I know I’m a top-notch washer of dishes, pots, pans, knives of all shapes and sizes, crystal glasses, colorful plastic cups, and those delightful handmade mugs decorated with your precious little handprints you’ve each graced me with several times over the last decade. I know you’re probably in awe of my skills, the way I know how to handle a sponge, expertly flipping it from the soft side to the scratchy one depending on the level of crud crusting the pan. I know just how much soap to squirt and when to re-squirt for maximum cleaning power. I use only the amount of water I need. No careless running of the tap for this drought-conscious California girl.

I know what goes in the dishwasher and what must be hand-washed due to delicacy, size, or design. I load a dishwasher with the speed and efficiency of a world-class Rubik’s Cube solver: every cup, glass, ladle, Thermos, saucer, and cutting board falls into place if you just turn and twist things a bit. No space is wasted and I will never, not ever, run the dishwasher unless it’s completely and utterly full. That’s just not cool.

Scary Mommy via Giphy

Yes, I’m particular about how (thoroughly) and when (immediately) the dishes get done, and I can see how that might be intimidating (annoying) to you. My standards are high and precise. If dishwashing were an Olympic sport, I’d be a surefire gold medal winner. I’m a hard act to follow, and yes, I’m damn proud of my dishwashing prowess, but that doesn’t get you off the hook, people.

In fact, I’m willing to overlook your novice attempts if you’d just effing do the dishes on a regular basis and without the eye-rolling, whining, and half-assed excuses I usually get when I ask you to do it.

Listen, I’m not doing you any favors by constantly cleaning up after you, especially now that all three of you are perfectly capable of doing it yourselves. I mean, one of you just turned 15 and is learning the kind of math necessary to explain the orbital variations of exoplanets. I’m pretty sure you can muster the intellectual power to clear the dinner plates and figure out what to hand wash, what needs extra soaking, and what to load into the dishwasher.

And you, my darling middle school daughter, I know keeping track of who asked who to the dance and whether or not so-and-so invited such-and-such to the pool party is exhausting, but don’t tell me you’re “too tired” to help with the dishes. You don’t know tired until you hit perimenopause and wake up seven times in the middle of the night sweating only to fall back asleep and dream about running a three-year-long marathon in unbearable heat. If anyone needs a rest, it’s me, mkay?

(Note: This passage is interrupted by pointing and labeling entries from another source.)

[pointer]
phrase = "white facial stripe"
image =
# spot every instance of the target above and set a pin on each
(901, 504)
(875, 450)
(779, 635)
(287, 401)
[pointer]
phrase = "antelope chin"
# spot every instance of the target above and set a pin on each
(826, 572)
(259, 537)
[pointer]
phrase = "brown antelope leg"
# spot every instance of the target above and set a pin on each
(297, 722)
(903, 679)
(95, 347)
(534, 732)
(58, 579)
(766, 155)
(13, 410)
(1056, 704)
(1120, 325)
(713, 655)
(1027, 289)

Even you, my little 5-year-old, can carry your dinner plate to the sink, rinse it off, and put it in the washer. What’s that you say, you’re not tall enough to reach the faucet? See that battered Mickey Mouse step stool over there? That’s for you, my sweet. You know how you drag it into the pantry so you can reach Mommy’s chocolate stash? Now drag it over to the sink and get scrubbing, dear.

I know part of the problem is that I’m a neat freak. I can’t stand it when the dishes stand around too long. To make it worse, you all seem t0 have a different definition than I do of the word “now.” To you, my three lovelies, when I say “do the dishes now,” “now” means some combination of “right after I deal with my Snapchat streaks, fill my Urban Outfitters cart with ridiculously short crop tops, make more slime I don’t need, and watch this episode of My Little Pony for the 29th time.” To me, it means, as we live and breathe in this moment, go do the damn dishes, not at some foggy time in the future which typically translates into never.

You love to wait me out, watch me sit restlessly on my hands for as long as possible before finally caving in and collecting the stray cups, a buttery knife thrown carelessly on the counter, and the oily pan from the stove and adding them to the unwashed pile in the sink. I have news for you, kiddos: That was the old me. This new mama is ready to sacrifice her neurotic tendencies just so you can all experience the pride and accomplishment of doing your own damn dishes.